Validation Loss Lower than the Training Loss on the NASA Turbofan Engine Dataset

Pasindu_Samaranayake · November 25, 2023, 8:43am

The following is my training loop:

def train_one_epoch(model,train_dataloader,optimizer,criterion):
  running_loss = 0
  batches_loss = []
  for i,j in enumerate(train_dataloader):
      X = j[0].to(device)
      true_rul = j[1].to(device)
      optimizer.zero_grad()

      pred_rul = model(X)
      loss = criterion(pred_rul,true_rul)

      loss.backward()
      optimizer.step()
      # running_loss += loss.item()
      # if i % 100 == 99:
      batches_loss.append(loss.item()) #average loss batch
        # print(f'Batch {i + 1} loss {last_loss}')
  average_epoch_train_loss = np.mean(batches_loss)
  return average_epoch_train_loss,model

def train(model,epoch_number,train_dataloader,val_dataloader,optimizer,criterion,scheduler = None,scheduling_epoch = None,scheduling_interval = 10):
  epoch_train_loss = []
  epoch_val_loss = []
  best_val_loss = 1000000
  for epoch in range(epoch_number):
    model.train(True)

    avg_train_loss,model = train_one_epoch(model,
                                     train_dataloader,
                                     optimizer,criterion)
    

    model.eval()
    with torch.no_grad():
      val_loss = []
      for i,j in enumerate(val_dataloader):
        X = j[0].to(device)
        true_rul = j[1].to(device)

        pred_rul = model(X)
        loss = criterion(pred_rul,true_rul)
        val_loss.append(loss.item())#adding average batch loss
      #average loss over all batches
      avg_val_loss = np.mean(val_loss)
      #validation loss for epoch
      epoch_val_loss.append(avg_val_loss)
    
    if scheduler:
      if (epoch + 1)>= scheduling_epoch:
        if ((epoch + 1) - scheduling_epoch)%scheduling_interval == 0:
          print("Changing LR")
          print(f'Old LR : {optimizer.param_groups[0]["lr"]}')
          scheduler.step()
          print(f'New LR : {optimizer.param_groups[0]["lr"]}')

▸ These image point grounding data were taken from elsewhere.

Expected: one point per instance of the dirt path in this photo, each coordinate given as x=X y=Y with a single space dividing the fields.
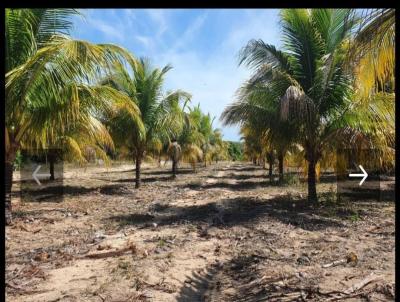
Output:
x=222 y=234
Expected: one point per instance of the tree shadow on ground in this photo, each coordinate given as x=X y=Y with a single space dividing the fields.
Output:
x=241 y=185
x=168 y=171
x=145 y=179
x=239 y=176
x=367 y=194
x=58 y=192
x=236 y=211
x=244 y=168
x=242 y=279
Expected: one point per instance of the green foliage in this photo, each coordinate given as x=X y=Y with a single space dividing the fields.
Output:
x=235 y=151
x=291 y=179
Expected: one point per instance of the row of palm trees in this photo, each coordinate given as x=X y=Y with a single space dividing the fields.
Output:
x=62 y=93
x=330 y=86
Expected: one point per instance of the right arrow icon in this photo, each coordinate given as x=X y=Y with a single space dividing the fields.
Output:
x=364 y=175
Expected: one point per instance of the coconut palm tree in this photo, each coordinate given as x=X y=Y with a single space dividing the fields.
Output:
x=371 y=54
x=259 y=107
x=190 y=139
x=42 y=65
x=158 y=110
x=307 y=76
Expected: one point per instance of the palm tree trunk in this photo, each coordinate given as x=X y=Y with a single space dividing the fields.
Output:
x=280 y=166
x=270 y=167
x=51 y=161
x=312 y=190
x=138 y=166
x=9 y=176
x=173 y=168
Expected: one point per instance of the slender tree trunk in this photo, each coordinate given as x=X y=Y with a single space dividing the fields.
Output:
x=312 y=190
x=174 y=168
x=138 y=166
x=9 y=175
x=51 y=161
x=270 y=168
x=280 y=166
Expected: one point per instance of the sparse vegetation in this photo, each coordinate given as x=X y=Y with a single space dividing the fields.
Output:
x=158 y=206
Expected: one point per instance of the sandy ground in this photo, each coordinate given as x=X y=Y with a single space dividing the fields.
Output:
x=223 y=233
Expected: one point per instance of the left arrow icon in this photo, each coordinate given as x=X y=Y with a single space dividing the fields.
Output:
x=36 y=176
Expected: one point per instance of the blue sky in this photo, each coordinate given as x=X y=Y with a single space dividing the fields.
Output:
x=201 y=44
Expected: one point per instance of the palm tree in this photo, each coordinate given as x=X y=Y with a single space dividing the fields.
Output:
x=307 y=76
x=158 y=110
x=42 y=65
x=371 y=53
x=259 y=107
x=175 y=152
x=189 y=138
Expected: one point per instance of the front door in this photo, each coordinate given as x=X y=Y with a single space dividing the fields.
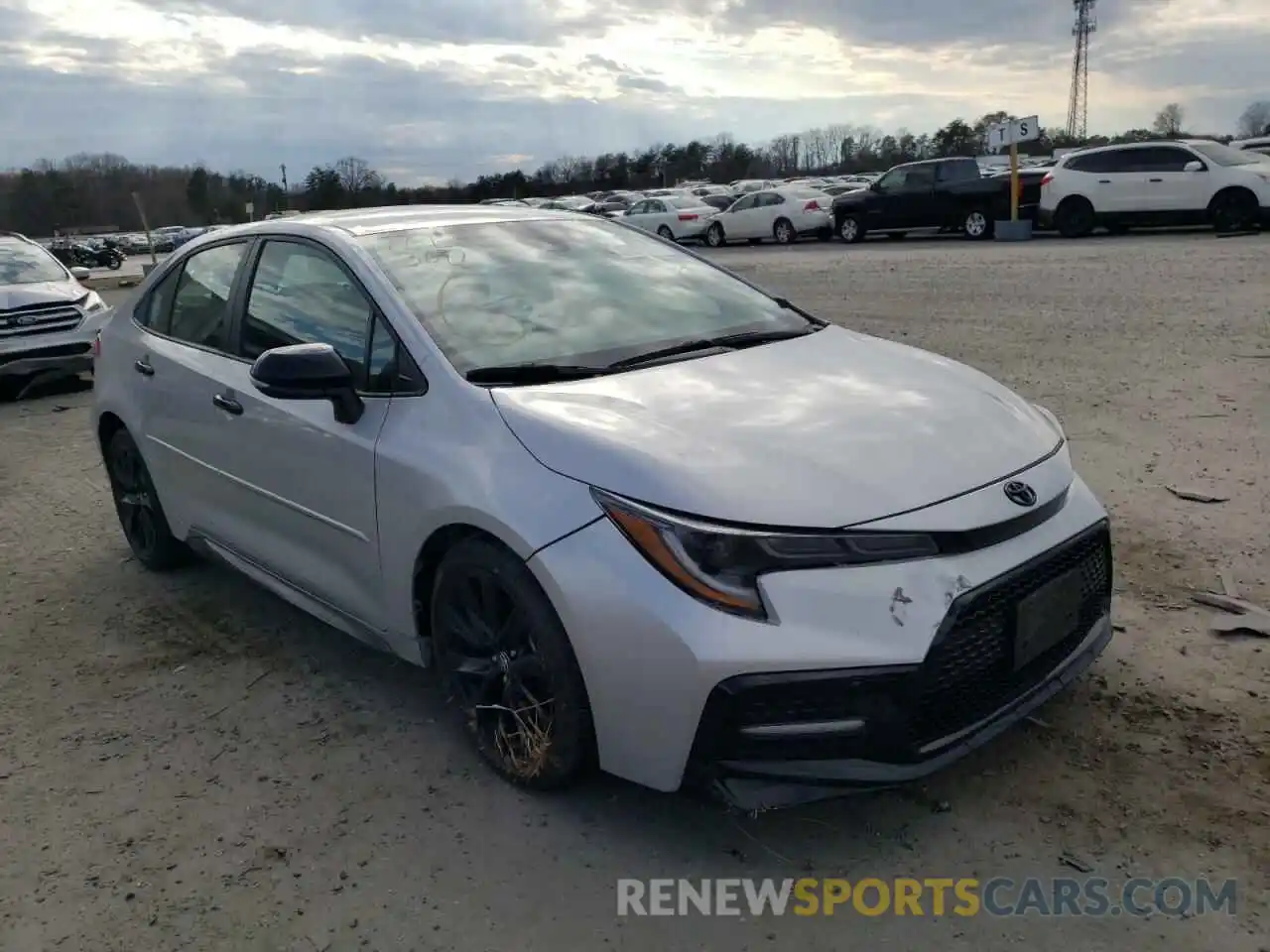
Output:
x=305 y=504
x=181 y=363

    print(f"--------Epoch {epoch}--------")
    print(f"--------Epoch Training Loss :{avg_train_loss:.2f}-------")
    print(f"--------Epoch Validation Loss :{avg_val_loss:.2f}-----------")
    epoch_train_loss.append(avg_train_loss)

  return model,epoch_train_loss,epoch_val_loss

And this is my Training/Validation loss curve:

For calculating my validation loss, I am first training on the entire training dataset and calculating the average epoch loss. Subsequently I make my model into evaluation model (freeze the training process) and then apply it on the validation dataset to calculate the validation loss. The training loss is being calculated while the model is learning, hence there will be higher loss values at early batches of the epoch. And in the validation loss calculation, the model is “better” than what was used in the early batches of the training time for that epoch, as the model has learnt at the end of that epoch. Can this cause the validation loss to be lower than my training loss?

I also checked the distribution of data for train and validation and it seems to have similar distribution too.

Any help is appreciated

tom · November 25, 2023, 10:08pm

In my experience, the most common causes of training loss being higher than the validation one are network regularization (e.g. dropout) and data augmentation. These are typically applied in training but not in evaluation and typically lead to a higher reported training loss. From the code snippet it’s hard to see whether this applies in your case.

Best regards

Thomas